I interrupt and ask Dad, seemingly lost in deep reverie, what happened next. In his slow, deliberate manner, he goes on. “So, the commanding officers sent successive waves of Marines ashore and . . .” Here Dad pauses for a long five seconds, not so much trying to remember incident details, but reliving it in his mind and body, seeing it again through a filtered lens of time. “My fellow soldiers were systematically mowed down, it was like shooting fish in a barrel, son.”
I try to imagine, from visualizing scenes in the movie Tora! Tora! Tora! I’d recently seen, but have a hard time conjuring up the carnage heaped upon one of nature’s most beautiful beaches, as Dad described it. “So what happened next, Dad. What did you and the other guys on shore do?” 

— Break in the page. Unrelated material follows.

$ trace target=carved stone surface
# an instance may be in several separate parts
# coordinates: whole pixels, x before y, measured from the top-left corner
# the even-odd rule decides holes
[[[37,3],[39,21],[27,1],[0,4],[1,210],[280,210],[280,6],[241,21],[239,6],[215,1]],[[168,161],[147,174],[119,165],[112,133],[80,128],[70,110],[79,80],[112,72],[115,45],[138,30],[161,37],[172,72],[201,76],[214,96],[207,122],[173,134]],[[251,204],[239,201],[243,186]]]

“My unit of 100 men, we were forced to take cover in foxholes for three days until they could bring in reinforcements. It wasn’t pretty, son, and then it got uglier. We were low on water, running out of food. I ate grubs and insects and chewed on scraggly bark, and . . .” Again, Dad pauses in a lengthy moment of tension-filled silence, before resuming, “. . . and then those goddamn nips . . .”
I cut Dad off, “Nips?”
“Yes, nips, from Nippon, what they called their homeland we were on the verge of taking over once we could seize Okinawa. We called ‘em nips and gooks. I know it’s not right or proper to refer to them as such nowadays, but we’re not talking about nowadays, son. We’re talking about those days. So, those nips came down out of their bunkers looking to kill us. I had to bayonet more than one of those little fuckers. That’s not something you care to dwell on, son. It’s one thing, killing a man from a distance, with a gun, but up close and personal, intimately ending a man’s life with your bare hands, it takes the horror and vile act of survival to a whole nuther level, son.”

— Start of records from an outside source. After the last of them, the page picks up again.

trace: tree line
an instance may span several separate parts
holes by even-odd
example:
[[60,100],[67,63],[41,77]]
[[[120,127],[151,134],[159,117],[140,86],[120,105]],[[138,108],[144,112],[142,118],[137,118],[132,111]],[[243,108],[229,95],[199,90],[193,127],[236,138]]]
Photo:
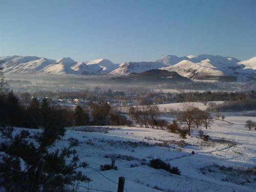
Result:
[[83,109],[78,105],[74,110],[54,105],[45,98],[39,101],[34,97],[28,105],[20,104],[12,91],[0,97],[0,123],[2,124],[27,128],[45,126],[49,114],[54,116],[63,126],[88,125],[131,124],[123,116],[111,110],[105,102],[98,102],[90,108]]
[[[169,124],[160,118],[160,111],[157,105],[131,106],[129,114],[135,123],[140,127],[166,129],[173,133],[190,135],[193,129],[201,130],[203,126],[207,129],[211,125],[212,118],[209,113],[200,110],[189,103],[185,103],[183,110],[176,120]],[[182,129],[177,123],[184,125],[186,129]]]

I’m awestruck by Dad’s language, his use of terms I consider offensive, without even knowing why, really, but they just sound offensive, but I guess after hearing Dad’s explanations and listening to his experiences, I can understand him using those derogatory terms. At the same time, I’m dazzled by the raw imagery of poor Dad being down in that foxhole, scared shitless of getting killed right at the outset of “Operation Iceberg” as he called it, and having to defend his life however possible in that hellish trench, having to kill other young men, no doubt as scared and desperate as Dad.
“Son, we were never safe, not from the get-go. By the time reinforcements arrived, the battle turned ugly, we were in a limbo of smoking hell, of flames and fury, rampant death and gore and destruction all about, yet by God's Good Grace, son, I survived.”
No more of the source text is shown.